I have two tables in Snowflake - one with color data and one with ranks for each color: Color table: Index color1 color2 color3 color4 color5 1 red orange red blue violet 2 indigo yellow blue yellow violet Rank table: Color Rank Red 1 Orange 2 Yellow 3 Green 4 Blue 5 Indigo 6 Orange 7 Violet 8 I'd like to use the two tables above to rank each colors in each row and show top 3 colors in the resulting table. So resulting table will have red, red, and orange for index 1 and yellow, yellow, and blue for index 2. Index Rank1 Rank2 Rank3 1 red red orange 2 yellow yellow blue Any help would be appreciated. Thanks!

Reputation: 31

SQL rank and reorder columns

I have two tables in Snowflake - one with color data and one with ranks for each color:

Color table:

Index	color1	color2	color3	color4	color5
1	red	orange	red	blue	violet
2	indigo	yellow	blue	yellow	violet

Rank table:

Color	Rank
Red	1
Orange	2
Yellow	3
Green	4
Blue	5
Indigo	6
Orange	7
Violet	8

I'd like to use the two tables above to rank each colors in each row and show top 3 colors in the resulting table. So resulting table will have red, red, and orange for index 1 and yellow, yellow, and blue for index 2.

Index	Rank1	Rank2	Rank3
1	red	red	orange
2	yellow	yellow	blue

Any help would be appreciated. Thanks!

Upvotes: 1

Answers (2)

Simeon Pilgrim

Reputation: 26078

So using the CTE for the DATA, and encoding the ranking via DECODE (this step could be a TABLE/CTE and a join could be used). We UNPIVOT the five color columns and then assign the color rank, and then rank the ranks with ROW_NUMBER, we then filter out the position above 3 and then use PIVOT to roll these back into wide columns, and use MAX to keep the non-null values.

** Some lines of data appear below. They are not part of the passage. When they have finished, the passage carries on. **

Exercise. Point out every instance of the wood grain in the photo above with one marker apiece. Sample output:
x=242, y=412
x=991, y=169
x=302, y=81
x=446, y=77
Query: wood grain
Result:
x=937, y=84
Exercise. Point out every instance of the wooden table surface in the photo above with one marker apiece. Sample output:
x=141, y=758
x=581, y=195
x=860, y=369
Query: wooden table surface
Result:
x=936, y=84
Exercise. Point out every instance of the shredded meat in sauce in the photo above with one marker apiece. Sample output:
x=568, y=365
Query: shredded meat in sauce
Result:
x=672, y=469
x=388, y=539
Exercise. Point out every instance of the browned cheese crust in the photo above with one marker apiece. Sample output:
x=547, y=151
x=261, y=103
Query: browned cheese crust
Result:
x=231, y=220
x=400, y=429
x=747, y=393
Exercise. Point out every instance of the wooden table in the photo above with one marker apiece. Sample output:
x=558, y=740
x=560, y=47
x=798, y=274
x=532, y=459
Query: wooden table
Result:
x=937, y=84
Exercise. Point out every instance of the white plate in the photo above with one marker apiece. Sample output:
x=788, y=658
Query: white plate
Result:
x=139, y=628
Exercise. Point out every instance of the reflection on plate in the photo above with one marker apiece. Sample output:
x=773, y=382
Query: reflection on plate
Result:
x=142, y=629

with data(idx, c1, c2, c3, c4, c5) as (
    select *
    from values
     (1, 'red', 'orange', 'red', 'blue', 'violet'),
     (2, 'indigo', 'yellow', 'blue', 'yellow', 'violet')
), unpivoted as (
    select 
        *
        ,decode(color, 'red', 1, 
            'orange', 2,
            'yellow', 3,
            'green',4,
            'blue', 5,
            'indigo', 6,
            'orange', 7,
            'violet', 8) as rank
        ,row_number() over (partition by idx order by rank) as position
    from data
    UNPIVOT(color FOR col IN (c1,c2,c3,c4,c5))
    qualify position <= 3
)
select 
    idx
    ,max("1") as color1
    ,max("2") as color2
    ,max("3") as color3
from unpivoted
PIVOT(MAX(color) FOR position IN (1,2,3))
      AS p
group by 1
order by 1;

MIN_BY:

The PIVOT can be swapped for MIN_BY like so:

with data(idx, c1, c2, c3, c4, c5) as (
    select *
    from values
     (1, 'red', 'orange', 'red', 'blue', 'violet'),
     (2, 'indigo', 'yellow', 'blue', 'yellow', 'violet')
), unpivoted as (
    select 
        *
        ,decode(color, 'red', 1, 
            'orange', 2,
            'yellow', 3,
            'green',4,
            'blue', 5,
            'indigo', 6,
            'orange', 7,
            'violet', 8) as rank
        ,row_number() over (partition by idx order by rank) as position
    from data
    UNPIVOT(color FOR col IN (c1,c2,c3,c4,c5))
    qualify position <= 3
)
select idx, min_by(color, position, 3) as min3
from unpivoted
group by 1;

at which point, you could pull the three values out in another layer:

with data(idx, c1, c2, c3, c4, c5) as (
    select *
    from values
     (1, 'red', 'orange', 'red', 'blue', 'violet'),
     (2, 'indigo', 'yellow', 'blue', 'yellow', 'violet')
), unpivoted as (
    select 
        *
        ,decode(color, 'red', 1, 
            'orange', 2,
            'yellow', 3,
            'green',4,
            'blue', 5,
            'indigo', 6,
            'orange', 7,
            'violet', 8) as rank
        ,row_number() over (partition by idx order by rank) as position
    from data
    UNPIVOT(color FOR col IN (c1,c2,c3,c4,c5))
), arrayed as (
    select idx, min_by(color, position, 3) as min3
    from unpivoted
    group by 1
)
select 
    idx, 
    min3[0]::text as c1, 
    min3[1]::text as c2, 
    min3[2]::text as c3
from arrayed;

using tables:

create table data as 
    select *
    from values
     (1, 'red', 'orange', 'red', 'blue', 'violet'),
     (2, 'indigo', 'yellow', 'blue', 'yellow', 'violet')
     t(idx, c1, c2, c3, c4, c5);

create table ranks as 
    select *
    from values
    ('red', 1),
    ('orange', 2),
    ('yellow', 3),
    ('green', 4),
    ('blue', 5),
    ('indigo', 6),
    ('orange', 7),
    ('violet', 8)  
    t(color, rank);

we can use a natural join like so:

with pos_and_rank as (
    select *
        ,row_number() over (partition by idx order by rank) as position
    from (
        select idx, color
        from data
            UNPIVOT(color FOR col IN (c1,c2,c3,c4,c5))
    )
    natural join ranks

), arrayed as (
    select idx, min_by(color, position, 3) as min3
    from pos_and_rank
    group by 1
)
select 
    idx, 
    min3[0]::text as c1, 
    min3[1]::text as c2, 
    min3[2]::text as c3
from arrayed
order by idx;

Upvotes: 3

esqew

Reputation: 44710

Warning: this is pretty ugly, but it should get the job done.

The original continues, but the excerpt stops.